A recent study in the Journal of the American Medical Association, entitled “Pharmaceutical Industry-Sponsored Meals and Physician Prescribing Patterns for Medicare Beneficiaries,” has received a ton of media attention lately, from the The Wall Street Journal to Bloomberg to NPR. But despite the hype, the study uses questionable methodology and draws biased conclusions.
The authors advance the perspective that the pharmaceutical industry is improperly influencing physician prescribing. The study authors do concede in their conclusions that “the findings represent an association, not a cause-and-effect relationship.” However, the authors make an inherent assumption that prescribing branded drugs is somehow inappropriate when cheaper alternatives (though not generic equivalents) are available. There is no evidence that this is the case; in fact, these drugs would have to have been covered by Medicare Part D plans during the analysis time period for the prescriptions to have been filled.
The relevance of the study must also be questioned. The four branded drugs evaluated in the study—Crestor, Bystolic, Benicar and Pristiq—were relatively lightly prescribed, representing 8.8%, 3.3%, 1.6% and 0.6% market share, respectively, of prescription volumes in their respective markets. It’s also worth noting that few physicians prescribing in these categories received meals related to these brands. Only 12%, 3%, 7% and 2% of prescribers in the four markets of interest, respectively, received meals. Crestor showed the most meal activity, but interestingly, it showed the lowest impact on prescribing, though this insight seemingly went unnoticed by the study authors.
Co-author R. Adams Dudley suggests that pharmaceutical companies would be better served to funnel meal money into R&D. In 2014, members of the Pharmaceutical Research Manufacturers of America spent an estimated $51.2 billion on R&D. Therefore, it’s unlikely that meal money is even a meaningful rounding error on this spend. At $20 per meal, these R&D expenditures could provide each of the 850,000 physicians in the U.S. with just over eight meals per day every day of the year!

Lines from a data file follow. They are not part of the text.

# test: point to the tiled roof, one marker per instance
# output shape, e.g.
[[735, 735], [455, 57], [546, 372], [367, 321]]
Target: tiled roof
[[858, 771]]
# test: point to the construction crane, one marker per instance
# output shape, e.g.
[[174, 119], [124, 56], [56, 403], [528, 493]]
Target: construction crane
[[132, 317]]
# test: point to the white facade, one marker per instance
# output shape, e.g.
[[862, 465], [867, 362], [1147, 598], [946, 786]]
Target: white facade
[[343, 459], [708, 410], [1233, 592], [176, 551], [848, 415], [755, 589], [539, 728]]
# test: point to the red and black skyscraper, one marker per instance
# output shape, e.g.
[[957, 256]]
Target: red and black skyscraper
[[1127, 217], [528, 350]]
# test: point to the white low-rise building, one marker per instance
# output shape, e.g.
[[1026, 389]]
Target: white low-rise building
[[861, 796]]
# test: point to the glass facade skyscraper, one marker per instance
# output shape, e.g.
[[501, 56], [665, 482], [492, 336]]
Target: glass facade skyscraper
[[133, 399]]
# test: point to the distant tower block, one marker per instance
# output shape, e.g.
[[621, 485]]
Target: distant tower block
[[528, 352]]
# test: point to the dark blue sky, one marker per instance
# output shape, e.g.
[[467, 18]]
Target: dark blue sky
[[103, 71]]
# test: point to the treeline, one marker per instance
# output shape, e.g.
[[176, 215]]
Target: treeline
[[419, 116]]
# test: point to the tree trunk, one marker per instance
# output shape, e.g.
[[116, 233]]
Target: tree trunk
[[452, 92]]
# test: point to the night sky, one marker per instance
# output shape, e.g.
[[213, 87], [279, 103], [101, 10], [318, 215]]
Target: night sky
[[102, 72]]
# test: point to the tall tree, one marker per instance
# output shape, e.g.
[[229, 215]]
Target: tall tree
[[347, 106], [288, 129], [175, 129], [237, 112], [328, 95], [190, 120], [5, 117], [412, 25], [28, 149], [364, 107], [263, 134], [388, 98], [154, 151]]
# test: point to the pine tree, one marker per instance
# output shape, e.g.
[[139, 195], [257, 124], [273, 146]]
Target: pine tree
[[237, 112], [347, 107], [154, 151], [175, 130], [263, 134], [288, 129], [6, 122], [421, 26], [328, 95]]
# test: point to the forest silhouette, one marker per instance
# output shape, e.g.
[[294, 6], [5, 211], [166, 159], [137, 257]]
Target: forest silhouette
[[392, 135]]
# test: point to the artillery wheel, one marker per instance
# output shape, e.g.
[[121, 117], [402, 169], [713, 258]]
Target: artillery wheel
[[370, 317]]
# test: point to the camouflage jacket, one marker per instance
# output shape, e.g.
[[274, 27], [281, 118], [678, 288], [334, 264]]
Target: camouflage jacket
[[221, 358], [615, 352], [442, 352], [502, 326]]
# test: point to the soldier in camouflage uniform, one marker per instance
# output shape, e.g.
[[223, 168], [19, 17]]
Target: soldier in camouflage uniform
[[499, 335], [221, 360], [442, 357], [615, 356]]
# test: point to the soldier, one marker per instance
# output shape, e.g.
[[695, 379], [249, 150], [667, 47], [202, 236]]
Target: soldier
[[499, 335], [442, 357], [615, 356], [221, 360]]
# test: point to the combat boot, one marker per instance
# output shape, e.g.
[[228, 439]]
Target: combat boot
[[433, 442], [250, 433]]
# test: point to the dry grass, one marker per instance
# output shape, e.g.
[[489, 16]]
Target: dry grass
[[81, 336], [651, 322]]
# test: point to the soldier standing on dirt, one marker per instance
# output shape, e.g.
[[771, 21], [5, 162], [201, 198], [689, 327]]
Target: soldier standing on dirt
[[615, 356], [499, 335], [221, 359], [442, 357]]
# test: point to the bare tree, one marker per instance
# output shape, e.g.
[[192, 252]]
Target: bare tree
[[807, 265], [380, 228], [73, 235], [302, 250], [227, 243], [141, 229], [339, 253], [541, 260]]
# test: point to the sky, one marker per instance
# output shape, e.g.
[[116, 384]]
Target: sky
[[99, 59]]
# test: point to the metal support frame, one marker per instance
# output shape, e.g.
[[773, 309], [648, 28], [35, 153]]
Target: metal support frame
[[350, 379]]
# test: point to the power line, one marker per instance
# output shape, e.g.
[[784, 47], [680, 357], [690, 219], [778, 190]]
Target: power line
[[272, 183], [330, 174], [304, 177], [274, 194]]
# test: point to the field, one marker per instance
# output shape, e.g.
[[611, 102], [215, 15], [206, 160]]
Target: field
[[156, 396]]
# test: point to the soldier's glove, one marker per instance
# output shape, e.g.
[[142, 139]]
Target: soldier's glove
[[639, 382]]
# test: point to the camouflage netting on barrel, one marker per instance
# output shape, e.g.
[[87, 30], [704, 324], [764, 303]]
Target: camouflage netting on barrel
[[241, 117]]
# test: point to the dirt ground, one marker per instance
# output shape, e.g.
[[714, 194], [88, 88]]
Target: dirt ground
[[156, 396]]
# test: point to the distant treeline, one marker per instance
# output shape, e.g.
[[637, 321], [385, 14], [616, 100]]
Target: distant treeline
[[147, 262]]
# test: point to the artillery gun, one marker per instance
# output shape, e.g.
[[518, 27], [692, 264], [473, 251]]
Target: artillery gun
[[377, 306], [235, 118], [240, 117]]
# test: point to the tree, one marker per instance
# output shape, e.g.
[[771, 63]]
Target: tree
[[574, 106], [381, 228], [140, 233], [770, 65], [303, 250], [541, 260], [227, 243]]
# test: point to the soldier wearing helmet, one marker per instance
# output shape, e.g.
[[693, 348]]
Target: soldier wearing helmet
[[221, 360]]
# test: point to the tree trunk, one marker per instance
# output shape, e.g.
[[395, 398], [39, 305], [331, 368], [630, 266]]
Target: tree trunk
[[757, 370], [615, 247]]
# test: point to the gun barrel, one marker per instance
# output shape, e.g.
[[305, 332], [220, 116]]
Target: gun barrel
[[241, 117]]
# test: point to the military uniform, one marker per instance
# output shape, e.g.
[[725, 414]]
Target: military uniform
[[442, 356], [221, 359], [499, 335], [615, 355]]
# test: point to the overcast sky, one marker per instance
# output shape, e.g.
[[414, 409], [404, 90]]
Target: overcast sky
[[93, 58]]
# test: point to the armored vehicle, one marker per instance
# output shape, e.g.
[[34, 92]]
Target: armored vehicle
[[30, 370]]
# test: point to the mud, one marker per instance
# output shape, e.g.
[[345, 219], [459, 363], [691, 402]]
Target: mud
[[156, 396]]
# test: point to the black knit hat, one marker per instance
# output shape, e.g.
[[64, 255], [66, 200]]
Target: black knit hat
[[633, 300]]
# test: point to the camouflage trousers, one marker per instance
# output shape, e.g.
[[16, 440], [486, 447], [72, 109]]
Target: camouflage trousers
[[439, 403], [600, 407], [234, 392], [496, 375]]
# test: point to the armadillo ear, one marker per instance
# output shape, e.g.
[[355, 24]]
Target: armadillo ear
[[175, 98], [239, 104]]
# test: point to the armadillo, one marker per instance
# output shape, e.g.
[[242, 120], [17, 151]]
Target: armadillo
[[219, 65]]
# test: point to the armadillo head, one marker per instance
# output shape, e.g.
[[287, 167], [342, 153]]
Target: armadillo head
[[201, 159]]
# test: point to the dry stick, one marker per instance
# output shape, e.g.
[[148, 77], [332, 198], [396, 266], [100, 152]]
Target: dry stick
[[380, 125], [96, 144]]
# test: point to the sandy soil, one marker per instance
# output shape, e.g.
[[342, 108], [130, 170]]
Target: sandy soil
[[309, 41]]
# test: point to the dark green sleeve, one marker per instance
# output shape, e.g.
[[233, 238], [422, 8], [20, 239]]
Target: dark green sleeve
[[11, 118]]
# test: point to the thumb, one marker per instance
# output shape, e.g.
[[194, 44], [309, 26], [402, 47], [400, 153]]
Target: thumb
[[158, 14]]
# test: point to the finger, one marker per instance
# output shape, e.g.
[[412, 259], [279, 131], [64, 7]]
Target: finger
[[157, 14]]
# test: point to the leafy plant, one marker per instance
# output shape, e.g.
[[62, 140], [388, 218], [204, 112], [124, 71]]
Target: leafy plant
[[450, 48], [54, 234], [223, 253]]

The study authors also fail to discuss the relative impact of meals on prescribing versus other variables. For instance, cardiologists in the case of Crestor (a cardiovascular drug) are 1.45 times more likely to prescribe it than internists, while the impact of meals varies from 1.02 to 1.14 times. In the case of Pristiq (a depression drug), psychiatrists are 3.02 times more likely to prescribe it than internists, as compared to meals showing impact of 1.06 to 1.50. For all four drugs studied, a physician’s general tendency to prescribe brands across the board is more predictive of their likelihood to prescribe any of the four brands studied than meals they accepted. All of these data are available in eTable 3 of the study’s online supplement, but such comparisons are not made in the discussion section of the study.
If one takes the view that sales reps use meals as a way to gain access to prescribers in order to share information, it stands to reason that physicians who allow such access may be better informed on appropriate use cases for a particular drug and, thus, use it more often. In fact, in a 2012 study titled, "Can Access Limits of Sales Representatives to Physicians Affect Clinical Prescription Decisions," my colleagues found that physicians that significantly restricted access to sales representatives were four times slower than those allowing access to reduce prescribing of a drug for which a “black box” safety warning had been issued.
I hope this commentary provides a more balanced perspective on the study methodology and conclusions that can be drawn from it.